Young set out the details of the case and showed the justice the chain in question. He said he’d had it valued at between 4 and 6 pence and it was clearly not even worth the 9sthat Madria had left as a deposit. Mr Yardley agreed but he was far from certain that any fraud had taken place. He couldn’t quite believe that anyone would have fallen for it anyway. Young said that his client had ‘been dragged into the shop, and done for’. The magistrate replied that had he indeed been ‘dragged in he would have dealt with this as an assault, but he’d entered of his own volition. There was no assault involved at all, just incredible naivety.

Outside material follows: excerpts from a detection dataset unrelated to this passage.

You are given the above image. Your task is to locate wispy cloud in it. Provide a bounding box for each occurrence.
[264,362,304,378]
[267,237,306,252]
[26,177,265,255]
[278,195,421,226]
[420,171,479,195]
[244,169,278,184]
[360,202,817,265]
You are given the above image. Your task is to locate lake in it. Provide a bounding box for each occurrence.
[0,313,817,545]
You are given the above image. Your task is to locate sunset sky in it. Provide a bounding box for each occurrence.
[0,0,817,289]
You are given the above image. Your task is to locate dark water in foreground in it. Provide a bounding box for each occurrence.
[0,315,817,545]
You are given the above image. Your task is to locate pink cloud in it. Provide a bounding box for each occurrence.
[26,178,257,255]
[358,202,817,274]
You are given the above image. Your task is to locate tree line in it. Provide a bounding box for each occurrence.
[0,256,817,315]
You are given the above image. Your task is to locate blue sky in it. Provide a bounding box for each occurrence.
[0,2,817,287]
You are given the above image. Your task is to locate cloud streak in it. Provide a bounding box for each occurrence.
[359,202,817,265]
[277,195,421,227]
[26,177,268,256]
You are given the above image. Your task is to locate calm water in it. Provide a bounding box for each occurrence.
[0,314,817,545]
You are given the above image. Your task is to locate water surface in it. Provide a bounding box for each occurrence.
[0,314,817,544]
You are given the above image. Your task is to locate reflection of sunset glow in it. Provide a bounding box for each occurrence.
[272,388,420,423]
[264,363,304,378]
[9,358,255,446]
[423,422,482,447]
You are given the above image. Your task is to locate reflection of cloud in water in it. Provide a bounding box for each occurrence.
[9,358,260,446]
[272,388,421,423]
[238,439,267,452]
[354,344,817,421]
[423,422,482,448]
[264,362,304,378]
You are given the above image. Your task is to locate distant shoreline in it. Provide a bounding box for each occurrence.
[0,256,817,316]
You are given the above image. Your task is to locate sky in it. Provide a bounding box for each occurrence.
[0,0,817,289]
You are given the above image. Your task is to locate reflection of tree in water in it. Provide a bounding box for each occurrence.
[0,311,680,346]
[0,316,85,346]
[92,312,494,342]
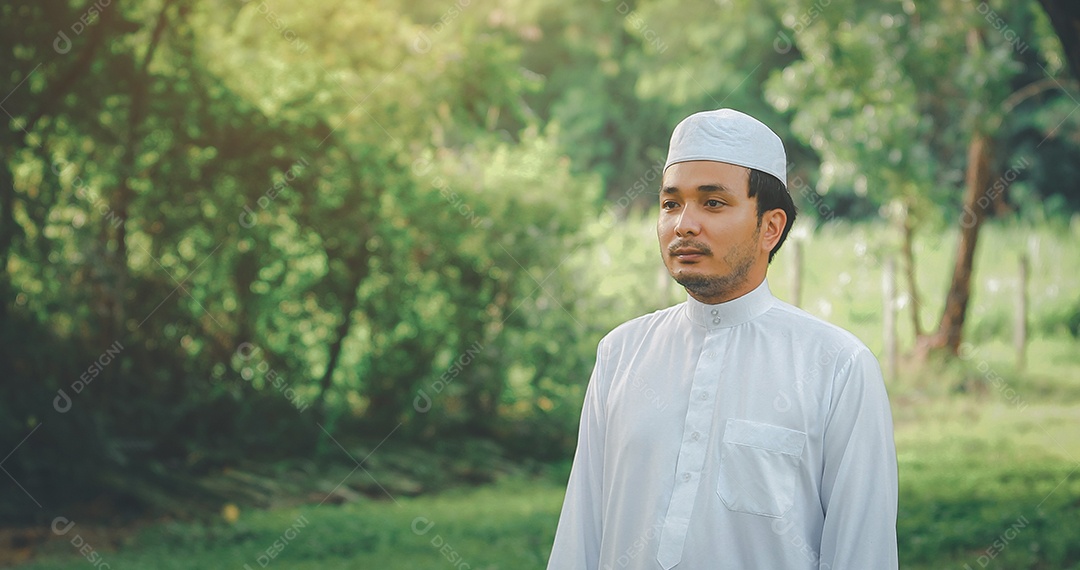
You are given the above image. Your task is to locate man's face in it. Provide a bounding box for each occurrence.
[657,161,786,303]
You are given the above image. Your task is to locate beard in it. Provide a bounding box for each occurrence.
[672,226,760,300]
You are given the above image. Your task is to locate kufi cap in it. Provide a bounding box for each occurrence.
[664,109,787,188]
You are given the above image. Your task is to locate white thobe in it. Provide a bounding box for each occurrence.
[548,282,897,570]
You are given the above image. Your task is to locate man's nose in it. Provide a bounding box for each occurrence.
[675,204,701,238]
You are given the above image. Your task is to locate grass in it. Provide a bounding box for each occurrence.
[14,222,1080,570]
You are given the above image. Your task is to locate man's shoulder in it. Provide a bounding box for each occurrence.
[766,299,868,352]
[600,301,686,345]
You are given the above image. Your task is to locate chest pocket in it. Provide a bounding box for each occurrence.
[716,420,807,517]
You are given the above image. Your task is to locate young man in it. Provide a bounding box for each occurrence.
[548,109,897,570]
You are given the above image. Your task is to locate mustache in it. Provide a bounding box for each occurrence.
[667,240,713,255]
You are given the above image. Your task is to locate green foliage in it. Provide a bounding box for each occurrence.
[0,0,1080,535]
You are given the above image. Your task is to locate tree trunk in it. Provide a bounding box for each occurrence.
[918,132,993,357]
[901,207,922,339]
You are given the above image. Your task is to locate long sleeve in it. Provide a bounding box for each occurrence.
[548,342,607,570]
[819,349,897,570]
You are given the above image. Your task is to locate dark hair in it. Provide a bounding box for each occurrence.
[747,168,796,263]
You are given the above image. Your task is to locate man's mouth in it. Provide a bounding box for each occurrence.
[669,247,707,261]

Mr Prehowsky was an immigrant himself, a long established Jewish trader in clothes and jewelry who had come to London from Poland many years earlier. He explained that he’d not been in the shop that morning but would be able to bring witnesses to prove that Madria was not charged £30 but just 10s, which he bargained down to 9s and paid.  At this Madra cut in:

‘He say all gold, only £2 9s. – you leave me de money, all you have got, -9s and bring me de money, all the rest of it’.

‘You have not paid him the other £2 I hope?’, the magistrate asked him.

‘No Senhor, all brass, like the Jew [who] stand there’.

This last exchange brought the house down, laughter filling the courtroom.

It was a cautionary tale for the paper’s readership – be careful when you are buying jewelry on the Highway or you might get less than you bargained for. It was also an opportunity to make fun at the expense of a foreigner (Madria) and remind English readers that Jews were untrustworthy and avaricious. But no crime had been committed. Prehowsky confirmed that he was not seeking the extra £2 in payment for this goods (he said he never had anyway) and the Italian had his chain so as far as Mr Yardley was concerned that was that. He advised Madria not to buy jewelry in future and let everyone go.